MORE than 60 per cent of the country’s population now lives in states either ruled by the BJP alone or in partnership. After Saturday’s results, the population under NDA-ruled states has gone up from 46.2 per cent of the country’s total to 61.1 per cent. Going by the Census 2011 data, the NDA states’ population tally (740.1 million) is now nearly seven times that of the states ruled by the Congress and its allies (107.2 million).
The population under the six Congress-led states and those ruled by it through alliances has also surged from 6.4 per cent to 8.9 per cent, thanks largely to the addition of Punjab. But at 107.2 million, it is just a little over half the population of just one state that came into the BJP fold on Saturday — Uttar Pradesh’s 199.81 million.
Apart from UP, five other of the 10 most populous states in the Census 2011 are now in the NDA fold, including Maharashtra (112 million), Andhra Pradesh (84 million), Madhya Pradesh (72 million), Rajasthan (68 million), and Gujarat (60 million).
The four others in this list ruled by other parties are Bihar, West Bengal, Karnataka and Tamil Nadu.
The stunning Uttar Pradesh victory also means the BJP controls three of the four original BIMARU states, which are now the country’s fastest-growing, as well as states that are hubs of industrial activity (including Gujarat, Maharashtra, Uttarakhand and Andhra Pradesh). This will come in handy when the BJP tries to project high growth achievement — though on a low base — in the 2019 general elections.
Latest statistics released by McKinsey & Co project India’s growth over the next decade to be led primarily by eight high-performing states — Gujarat, Haryana, Maharashtra, Andhra Pradesh, Telangana, Tamil Nadu, Himachal Pradesh and Uttarakhand.

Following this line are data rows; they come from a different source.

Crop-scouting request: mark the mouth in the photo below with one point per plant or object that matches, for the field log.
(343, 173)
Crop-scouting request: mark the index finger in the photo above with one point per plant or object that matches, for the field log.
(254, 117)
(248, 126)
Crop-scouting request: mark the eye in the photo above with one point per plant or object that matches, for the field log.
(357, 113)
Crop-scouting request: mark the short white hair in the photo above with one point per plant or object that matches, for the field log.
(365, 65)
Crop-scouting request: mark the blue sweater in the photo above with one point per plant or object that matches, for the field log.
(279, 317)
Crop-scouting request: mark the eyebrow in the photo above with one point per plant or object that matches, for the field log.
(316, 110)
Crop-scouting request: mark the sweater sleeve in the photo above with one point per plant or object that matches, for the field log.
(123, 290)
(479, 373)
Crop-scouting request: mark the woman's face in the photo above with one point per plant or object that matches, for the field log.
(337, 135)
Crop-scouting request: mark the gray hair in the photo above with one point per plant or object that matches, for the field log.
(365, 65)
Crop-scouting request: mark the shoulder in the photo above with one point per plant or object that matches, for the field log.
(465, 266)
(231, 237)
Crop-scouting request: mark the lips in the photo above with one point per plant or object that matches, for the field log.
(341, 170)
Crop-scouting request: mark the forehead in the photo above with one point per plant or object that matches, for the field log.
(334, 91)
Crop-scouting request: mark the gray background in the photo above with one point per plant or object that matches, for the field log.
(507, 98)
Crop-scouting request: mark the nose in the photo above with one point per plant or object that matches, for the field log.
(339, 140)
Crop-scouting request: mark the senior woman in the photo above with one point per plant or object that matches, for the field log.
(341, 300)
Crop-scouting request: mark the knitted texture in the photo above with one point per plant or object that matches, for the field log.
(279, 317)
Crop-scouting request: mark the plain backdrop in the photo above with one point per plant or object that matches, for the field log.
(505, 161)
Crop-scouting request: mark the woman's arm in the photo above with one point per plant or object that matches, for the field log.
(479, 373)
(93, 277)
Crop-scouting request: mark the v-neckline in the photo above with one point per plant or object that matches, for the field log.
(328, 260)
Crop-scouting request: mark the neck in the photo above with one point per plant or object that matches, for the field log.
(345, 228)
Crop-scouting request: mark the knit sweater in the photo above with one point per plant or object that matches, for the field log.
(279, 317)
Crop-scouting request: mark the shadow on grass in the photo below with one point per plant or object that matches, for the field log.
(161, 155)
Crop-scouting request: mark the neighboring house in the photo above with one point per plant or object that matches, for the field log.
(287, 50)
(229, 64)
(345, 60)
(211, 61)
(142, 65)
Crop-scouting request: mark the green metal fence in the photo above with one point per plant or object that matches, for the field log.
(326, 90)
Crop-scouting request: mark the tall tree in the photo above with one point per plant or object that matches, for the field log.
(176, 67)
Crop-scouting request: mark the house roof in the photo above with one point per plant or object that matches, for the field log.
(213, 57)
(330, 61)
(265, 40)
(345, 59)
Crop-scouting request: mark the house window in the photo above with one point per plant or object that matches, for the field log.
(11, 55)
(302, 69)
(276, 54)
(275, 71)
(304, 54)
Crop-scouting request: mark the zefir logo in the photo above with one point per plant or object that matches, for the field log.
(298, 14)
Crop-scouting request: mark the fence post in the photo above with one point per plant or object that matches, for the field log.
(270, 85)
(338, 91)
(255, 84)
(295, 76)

Five of these are in the NDA fold, while only one is under Congress rule now.
These states, according to projections by the consulting firm in a new report titled ‘India’s Economic Geography in 2025: states, clusters and cities’, will account for 52 per cent of incremental GDP between 2012 and 2025.
The study also projects that five states, West Bengal, Madhya Pradesh, Odisha, Chhattisgarh and Rajasthan, will be able to lift 18 million households from poverty and account for 51 million, or 30 per cent of all neo-middle class families in India. All these states are outside the Congress fold.